Про «ленинскую вахту» Шатрова — чуть ниже. Здесь — о псевдонимах. Поскольку я уже удостоен в книге Смелянского упрека в разжигании антисемитизма, продолжать не страшно… Смелянскому важно открыть правду: Шатрова, оказывается, звали когда-то Маршаком. Напомню, что нарочитое раскрытие такого рода псевдонимов носило в прежние годы уничижительный, а порою уничтожительный оттенок. Ну а для чего это понадобилось Смелянскому? Свободно и долго он рассуждает о чужом еврействе. И хотя не раз ему приходится возвращаться к собственной биографии и собственному «пятому пункту», нигде он не пишет о том, чтбо ближе ему и лучше известно: то есть о себе, о том, что по приезде в Москву сам сменил фамилию «Альтшулер» на «Смелянского» (фамилию жены).
Что же тут особенного? Таковы были обстоятельства. Легенда говорит, что этот совет дал Смелянскому Марк Захаров… Может быть. В книге есть такой момент: в поисках работы в столице «хотел пойти к Марку Захарову, разговаривал в Центральном детском, Московском ТЮЗе — в ответ печально разводили руками: сам, мол, понимаешь». При общей разговорчивости автора это умолчание не выглядит случайным.

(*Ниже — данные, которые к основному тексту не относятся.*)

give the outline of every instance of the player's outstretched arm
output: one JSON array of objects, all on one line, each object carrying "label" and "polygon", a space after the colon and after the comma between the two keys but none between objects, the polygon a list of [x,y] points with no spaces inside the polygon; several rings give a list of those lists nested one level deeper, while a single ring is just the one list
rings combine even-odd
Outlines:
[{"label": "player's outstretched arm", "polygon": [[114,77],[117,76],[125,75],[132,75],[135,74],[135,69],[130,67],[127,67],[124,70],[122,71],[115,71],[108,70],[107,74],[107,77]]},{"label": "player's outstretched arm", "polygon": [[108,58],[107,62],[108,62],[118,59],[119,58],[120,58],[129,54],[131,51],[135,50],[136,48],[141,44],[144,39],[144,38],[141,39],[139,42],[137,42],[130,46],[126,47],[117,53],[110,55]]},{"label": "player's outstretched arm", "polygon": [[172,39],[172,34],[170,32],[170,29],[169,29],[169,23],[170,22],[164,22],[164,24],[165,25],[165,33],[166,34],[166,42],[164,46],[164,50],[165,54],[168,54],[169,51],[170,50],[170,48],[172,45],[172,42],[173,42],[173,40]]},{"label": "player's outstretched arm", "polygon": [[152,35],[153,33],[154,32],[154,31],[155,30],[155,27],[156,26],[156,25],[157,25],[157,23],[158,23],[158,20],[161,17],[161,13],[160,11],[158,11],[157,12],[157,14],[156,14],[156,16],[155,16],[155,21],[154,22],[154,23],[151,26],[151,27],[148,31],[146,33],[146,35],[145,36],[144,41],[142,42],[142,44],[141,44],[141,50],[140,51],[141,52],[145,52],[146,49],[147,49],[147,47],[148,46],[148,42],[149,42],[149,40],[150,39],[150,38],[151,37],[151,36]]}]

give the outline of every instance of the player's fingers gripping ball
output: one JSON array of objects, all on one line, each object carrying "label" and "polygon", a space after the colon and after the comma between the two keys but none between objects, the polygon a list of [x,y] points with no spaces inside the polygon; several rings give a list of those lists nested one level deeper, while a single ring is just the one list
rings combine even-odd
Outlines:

Это черта книги: говорится о метаниях и компромиссах других и умалчивается о собственном поведении в тех же обстоятельствах.
Смелянский вспоминает, как в Австрии мучился фронтовик Н. (фамилия названа). И завтрак несытный, и платные туалеты: «Зайти или нет? Дискуссия на этот счет двух народных артисток: „Лучше…, но не пойду“. Позор нищеты. Мальчик у Христа на елке. Из глубины позора надо еще убедить Европу, что именно товарищ Ленин открыл для нас и для них новую эпоху процветания».
В другом месте — о поездках по странам социализма: «Бывалые артисты знали, в какой части лагеря что покупать: из Праги тащили хрусталь, из Монголии — кожу… На промтоварных базах (советских войск в Восточной Европе. — Г. З.) происходили беседы философского плана. „Федь, поди сюда. — Нина Афанасьевна подзывала товарища. — Посмотри, какие рейтузы чудесные. — Шло ощупывание и нахваливание чудесных рейтуз. — Ну, возьми для матери, ведь чистый хлопок, все дышит“. Федя брал».
Взгляд сверху подразумевает, что Смелянский совершенно был далек в Австрии от мук, связанных с платными услугами, а в социалистической стране обходил все базы и промтоварные рынки стороной. Но если слышал только что приведенный диалог, значит, был рядом? Значит, тоже что-то такое подыскивал жене, дочке или себе что-нибудь приличное собирался прикупить?